If don’t have a mechanism for employee reflection and implementation, your L&D program is just a program, sans the learning and development. Most employers have an L&D program, as evidenced by the more than $360 billion that was spent globally in 2018. I use the word spent versus invested purposely because no one would invest in any other area of their company and tolerate the little ROI they receive in return (year over year) as they do from their L&D program. That said, if the purpose of your program is simply to check off the box for the 79% of prospective employees out there looking for one, and you don’t share the Conference Board’s CEO worries, then there’s no need to read on. If, however, you care to avoid being disrupted and want to actually develop and retain the next generation of leaders, then stay with me.

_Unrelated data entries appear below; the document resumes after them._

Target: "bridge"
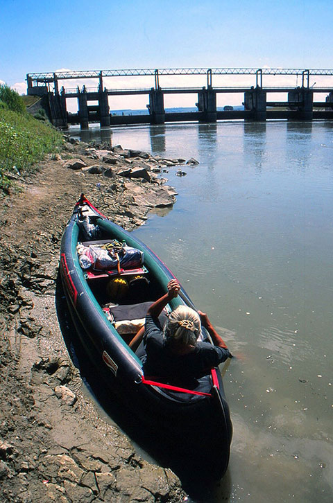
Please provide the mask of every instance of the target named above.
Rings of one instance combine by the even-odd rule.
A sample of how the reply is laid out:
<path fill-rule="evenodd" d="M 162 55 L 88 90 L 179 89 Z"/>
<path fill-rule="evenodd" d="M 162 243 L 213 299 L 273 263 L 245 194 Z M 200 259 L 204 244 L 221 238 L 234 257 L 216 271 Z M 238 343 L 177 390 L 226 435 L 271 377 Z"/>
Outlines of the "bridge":
<path fill-rule="evenodd" d="M 206 85 L 202 87 L 162 87 L 160 78 L 168 76 L 204 76 Z M 253 85 L 248 87 L 214 87 L 213 77 L 216 76 L 253 76 Z M 301 79 L 296 87 L 263 85 L 266 76 L 295 76 Z M 27 94 L 39 96 L 42 104 L 52 123 L 58 127 L 66 128 L 70 124 L 80 124 L 87 128 L 89 123 L 99 122 L 101 126 L 128 124 L 163 124 L 165 122 L 199 121 L 216 122 L 218 120 L 243 119 L 245 121 L 266 121 L 286 119 L 311 121 L 312 119 L 333 119 L 333 84 L 314 88 L 310 80 L 316 76 L 333 76 L 330 69 L 253 69 L 253 68 L 176 68 L 141 69 L 121 70 L 92 70 L 88 71 L 59 71 L 44 73 L 28 73 Z M 151 87 L 111 88 L 104 86 L 110 78 L 151 77 Z M 235 77 L 235 79 L 237 78 Z M 68 80 L 94 79 L 94 88 L 85 85 L 75 88 L 60 89 L 60 83 Z M 323 98 L 314 101 L 314 93 L 320 93 Z M 216 96 L 219 94 L 241 93 L 244 94 L 244 110 L 219 110 Z M 287 94 L 287 100 L 268 100 L 270 94 Z M 194 104 L 197 112 L 168 112 L 164 109 L 164 95 L 196 94 L 198 101 Z M 114 116 L 110 113 L 108 97 L 111 96 L 146 95 L 148 113 L 142 115 Z M 78 113 L 67 112 L 67 100 L 75 98 L 78 100 Z M 89 103 L 90 102 L 90 103 Z M 94 102 L 92 104 L 91 102 Z M 97 103 L 97 105 L 96 104 Z"/>

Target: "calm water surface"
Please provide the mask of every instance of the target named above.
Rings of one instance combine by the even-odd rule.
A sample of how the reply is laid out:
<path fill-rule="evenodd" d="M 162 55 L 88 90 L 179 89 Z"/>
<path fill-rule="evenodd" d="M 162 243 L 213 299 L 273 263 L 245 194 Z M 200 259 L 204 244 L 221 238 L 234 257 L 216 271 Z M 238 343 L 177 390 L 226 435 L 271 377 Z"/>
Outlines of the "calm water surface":
<path fill-rule="evenodd" d="M 176 204 L 135 232 L 236 357 L 224 378 L 231 459 L 213 501 L 332 502 L 333 123 L 99 129 L 82 139 L 101 134 L 200 161 L 183 177 L 170 169 Z"/>

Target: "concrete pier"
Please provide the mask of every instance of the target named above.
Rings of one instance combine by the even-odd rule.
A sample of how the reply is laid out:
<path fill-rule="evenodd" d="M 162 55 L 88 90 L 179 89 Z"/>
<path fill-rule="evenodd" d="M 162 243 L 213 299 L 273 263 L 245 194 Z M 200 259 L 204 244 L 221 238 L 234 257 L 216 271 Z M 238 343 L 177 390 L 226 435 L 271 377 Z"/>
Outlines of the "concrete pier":
<path fill-rule="evenodd" d="M 198 93 L 198 103 L 196 103 L 202 114 L 202 122 L 216 122 L 216 93 L 212 89 L 203 87 Z"/>
<path fill-rule="evenodd" d="M 47 100 L 52 124 L 56 127 L 66 129 L 68 127 L 66 98 L 62 94 L 48 93 Z"/>
<path fill-rule="evenodd" d="M 87 100 L 87 91 L 83 86 L 82 91 L 78 87 L 78 121 L 81 130 L 86 130 L 89 127 L 89 112 Z"/>
<path fill-rule="evenodd" d="M 149 93 L 149 105 L 148 105 L 151 124 L 164 124 L 165 121 L 164 100 L 163 91 L 154 89 L 153 87 Z"/>
<path fill-rule="evenodd" d="M 244 93 L 244 108 L 250 110 L 250 119 L 246 121 L 266 121 L 266 119 L 267 98 L 266 92 L 261 87 L 252 87 Z"/>
<path fill-rule="evenodd" d="M 110 107 L 108 97 L 108 91 L 99 91 L 99 123 L 101 127 L 110 125 Z"/>
<path fill-rule="evenodd" d="M 288 102 L 292 103 L 291 110 L 296 114 L 291 118 L 311 121 L 313 118 L 314 91 L 307 87 L 296 87 L 288 93 Z"/>

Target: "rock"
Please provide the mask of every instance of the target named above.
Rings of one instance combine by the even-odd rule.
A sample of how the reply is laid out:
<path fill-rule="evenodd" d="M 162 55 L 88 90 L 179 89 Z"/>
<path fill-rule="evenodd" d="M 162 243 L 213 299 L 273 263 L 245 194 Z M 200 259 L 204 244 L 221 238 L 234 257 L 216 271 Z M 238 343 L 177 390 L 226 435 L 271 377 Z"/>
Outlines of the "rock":
<path fill-rule="evenodd" d="M 76 396 L 67 386 L 56 386 L 54 392 L 58 398 L 67 405 L 74 405 L 76 401 Z"/>
<path fill-rule="evenodd" d="M 142 152 L 142 150 L 133 150 L 129 149 L 130 157 L 141 157 L 142 159 L 149 159 L 151 157 L 147 152 Z"/>
<path fill-rule="evenodd" d="M 189 159 L 189 160 L 186 161 L 186 164 L 191 164 L 191 166 L 196 166 L 196 164 L 199 164 L 199 161 L 194 159 L 194 157 L 191 157 L 191 159 Z"/>
<path fill-rule="evenodd" d="M 105 168 L 103 166 L 94 164 L 89 168 L 87 167 L 87 169 L 85 169 L 84 171 L 85 173 L 89 173 L 90 175 L 101 175 L 105 171 Z"/>
<path fill-rule="evenodd" d="M 130 151 L 124 150 L 121 145 L 116 145 L 116 146 L 113 148 L 112 151 L 115 154 L 119 154 L 123 157 L 130 157 Z"/>
<path fill-rule="evenodd" d="M 147 182 L 150 182 L 151 177 L 144 168 L 133 168 L 130 170 L 130 178 L 143 178 Z"/>
<path fill-rule="evenodd" d="M 0 480 L 8 477 L 10 473 L 10 468 L 8 465 L 5 461 L 0 461 Z"/>
<path fill-rule="evenodd" d="M 130 171 L 130 168 L 124 168 L 123 169 L 120 169 L 119 171 L 117 171 L 117 174 L 119 177 L 126 177 L 126 178 L 129 178 Z"/>
<path fill-rule="evenodd" d="M 12 445 L 7 442 L 0 443 L 0 457 L 7 459 L 8 457 L 12 454 Z"/>
<path fill-rule="evenodd" d="M 108 177 L 108 178 L 112 178 L 114 176 L 114 171 L 111 168 L 108 168 L 104 171 L 103 175 L 105 177 Z"/>
<path fill-rule="evenodd" d="M 83 161 L 81 161 L 80 159 L 70 159 L 69 161 L 65 161 L 63 164 L 64 168 L 69 168 L 71 170 L 80 170 L 86 166 L 87 164 Z"/>
<path fill-rule="evenodd" d="M 110 157 L 110 155 L 103 157 L 102 161 L 106 164 L 113 164 L 114 166 L 118 162 L 117 157 Z"/>

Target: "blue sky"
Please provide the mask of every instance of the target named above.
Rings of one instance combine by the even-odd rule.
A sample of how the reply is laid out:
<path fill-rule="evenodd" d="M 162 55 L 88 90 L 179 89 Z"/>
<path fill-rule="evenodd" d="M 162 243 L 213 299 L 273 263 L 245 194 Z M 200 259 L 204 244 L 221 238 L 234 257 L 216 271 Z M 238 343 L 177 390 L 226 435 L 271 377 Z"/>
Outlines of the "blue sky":
<path fill-rule="evenodd" d="M 24 92 L 27 73 L 60 69 L 332 68 L 332 0 L 0 0 L 0 80 Z"/>

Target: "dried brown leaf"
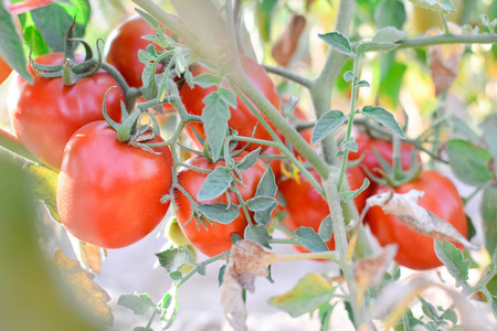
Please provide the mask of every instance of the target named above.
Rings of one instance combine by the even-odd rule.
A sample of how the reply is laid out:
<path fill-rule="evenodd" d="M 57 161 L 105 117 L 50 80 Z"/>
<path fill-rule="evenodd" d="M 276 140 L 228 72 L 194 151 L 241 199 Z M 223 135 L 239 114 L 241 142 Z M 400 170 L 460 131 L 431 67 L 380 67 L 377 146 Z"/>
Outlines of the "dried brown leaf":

So how does a CEO alleviate their top three worries? Let’s assume your L&D content has been carefully identified to empower your people to adapt to the realities of a new world and help them become better leaders. If that’s the case, then give them the time they need to reflect and share their favorite concepts with their colleagues so they can work together at bringing them into the operations of your company and to the way they lead going forward.
Encourage employees to self-organize into peer groups. Here, they can challenge each other to select key learnings, talk about them in-depth to create deeper understanding, and transform ideas to action.
You’ll not only benefit by watching your L&D program become operationalized (finally), you’ll create a reinforcing loop for your next generation leaders that will help them build muscles around creating collaborative environments and leading teams. Stanford’s Linda Darling-Hammond says that teachers who collaborate with one another, tend to create more collaborative environments among their students. The same holds true for emerging leaders and their team members.
The fact is, we learn better when we learn together. And if we’re not learning, no one is adapting or growing. As the CEO, it’s time to stop worrying. Embrace employee peer groups as a mechanism to support your L&D program – a program you already invest in heavily. Help your people operationalize what they learned in the classroom, and you’ll find yourself bragging about it on their behalf in the boardroom.